The environmental community has developed advanced numerical air quality models (AQMs) to understand the interactions among meteorology, emissions (both manmade and biogenic), and pollutant chemistry and dynamics. Emissions data from emissions models and regulatory inventories are one of the most important inputs for these air quality models. Scientists use air quality modeling for a number of purposes: for state and federal implementation plan development, for research on improved modeling methods, and most recently for air quality forecasting. In all of these cases, the trend has been to model larger regions, at a finer grid resolution, with more emissions sources, and for more purposes (e.g., ozone, particulates, toxics). These needs require a computationally efficient, user-friendly, and flexible emissions data processing system.
The MCNC Environmental Modeling Center (EMC) created the Sparse Matrix Operator Kernel Emissions (SMOKE) Modeling System to allow emissions data processing methods to integrate high-performance-computing (HPC) sparse-matrix algorithms. The SMOKE system is a significant addition to the available resources for decision-making about emissions controls for both urban and regional applications. It provides a mechanism for preparing specialized inputs for air quality modeling research, and it makes air quality forecasting possible. The SMOKE system continues to develop and improve at the University of North Carolina at Chapel Hill’s Institute for the Environment (IE).
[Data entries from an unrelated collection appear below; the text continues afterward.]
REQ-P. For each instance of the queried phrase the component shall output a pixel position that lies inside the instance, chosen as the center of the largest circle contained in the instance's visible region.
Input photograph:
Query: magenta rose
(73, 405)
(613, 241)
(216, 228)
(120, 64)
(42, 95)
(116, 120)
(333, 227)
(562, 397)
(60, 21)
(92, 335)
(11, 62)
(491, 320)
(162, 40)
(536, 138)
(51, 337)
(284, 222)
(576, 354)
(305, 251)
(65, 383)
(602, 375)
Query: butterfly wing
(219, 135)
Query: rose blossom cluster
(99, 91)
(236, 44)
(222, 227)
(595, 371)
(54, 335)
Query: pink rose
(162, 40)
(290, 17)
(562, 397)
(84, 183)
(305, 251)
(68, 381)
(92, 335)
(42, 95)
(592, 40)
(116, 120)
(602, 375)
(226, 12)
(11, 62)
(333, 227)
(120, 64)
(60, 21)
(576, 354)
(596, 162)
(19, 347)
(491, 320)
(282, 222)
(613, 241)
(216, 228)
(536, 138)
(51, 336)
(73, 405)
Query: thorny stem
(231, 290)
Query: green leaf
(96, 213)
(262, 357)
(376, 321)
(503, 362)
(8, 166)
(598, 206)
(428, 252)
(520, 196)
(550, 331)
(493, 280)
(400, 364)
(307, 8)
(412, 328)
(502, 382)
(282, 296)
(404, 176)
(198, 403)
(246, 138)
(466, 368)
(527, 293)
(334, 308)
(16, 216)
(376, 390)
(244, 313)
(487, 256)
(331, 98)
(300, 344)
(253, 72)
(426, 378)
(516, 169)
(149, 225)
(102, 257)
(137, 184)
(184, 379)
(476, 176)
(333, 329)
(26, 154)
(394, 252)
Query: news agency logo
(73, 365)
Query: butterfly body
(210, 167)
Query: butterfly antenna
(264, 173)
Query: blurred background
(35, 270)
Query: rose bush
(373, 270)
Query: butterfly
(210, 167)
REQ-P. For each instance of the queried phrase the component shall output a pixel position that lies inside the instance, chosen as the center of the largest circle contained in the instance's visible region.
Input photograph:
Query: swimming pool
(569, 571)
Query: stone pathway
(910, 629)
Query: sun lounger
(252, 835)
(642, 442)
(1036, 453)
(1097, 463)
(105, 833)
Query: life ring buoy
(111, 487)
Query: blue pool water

The SMOKE prototype, available since 1996, was an effective tool for emissions processing in a number of regional air quality modeling applications. In 1998 and 1999, SMOKE was redesigned and improved with the support of the U.S. Environmental Protection Agency (EPA). The primary purposes of the first SMOKE redesign were support of (1) emissions processing with user-selected chemical mechanisms (described in more detail in Section 2.10, “Chemical speciation processing”) and (2) emissions processing for reactivity assessments (described in Section 2.13.3, “Creating the reactivity control matrix”). In 2002, SMOKE was enhanced to support driving the MOBILE6 model used to create on-road mobile emission factors and to support on-road and nonroad mobile toxics inventories, resulting in SMOKE v1.5. In 2003, SMOKE v2.0 was created to include all toxic inventories, including point and nonpoint (stationary sources reported at the county level) sources. SMOKE v2.1, released in 2004, included updated versions of the BEIS3 and MOBILE6.2 models, the ability to use humidity data when processing on-road mobile sources with MOBILE6, and support for polar stereographic output grids. In 2009, SMOKE v2.6 enhanced the processing of fire data, streamlined the processing for CAMx and UAM models, and added a new approach to processing CEM data. Version 2.7, SMOKE was enhanced to support processing the MOVES (MOter Vehicle Emission Simulator) emission rates output through the SMOKE system to model on-roadway and off-network mobile sources. As of version 4.0 SMOKE is enhanced to support hemispheric modeling by enabling the processing of global gridded emission inventories, such as EDGAR, for input to chemistry-tranport models.
SMOKE can process criteria gaseous pollutants such as carbon monoxide (CO), nitrogen oxides (NOx), volatile organic compounds (VOC), ammonia (NH3), sulfur dioxide (SO2); particulate matter (PM) pollutants such as PM 2.5 microns or less (PM2.5) and PM less than 10 microns (PM10); as well as a large array of toxic pollutants, such as mercury, cadmium, benzene, and formaldehyde. In fact, SMOKE has no limitation regarding the number or types of pollutants it can process.
The purpose of SMOKE (or any emissions processor) is to convert the resolution of the emission inventory data to the resolution needed by an air quality model. Emission inventories are typically available with an annual-total emissions value for each emissions source, or perhaps with an average-day emissions value. The AQMs, however, typically require emissions data on an hourly basis, for each model grid cell (and perhaps model layer), and for each model species. (Refer to Appendix A. Glossary for definitions of these terms.) Consequently, emissions processing involves transforming an emission inventory through temporal allocation, chemical speciation, and spatial allocation, to achieve the input requirements of the AQM.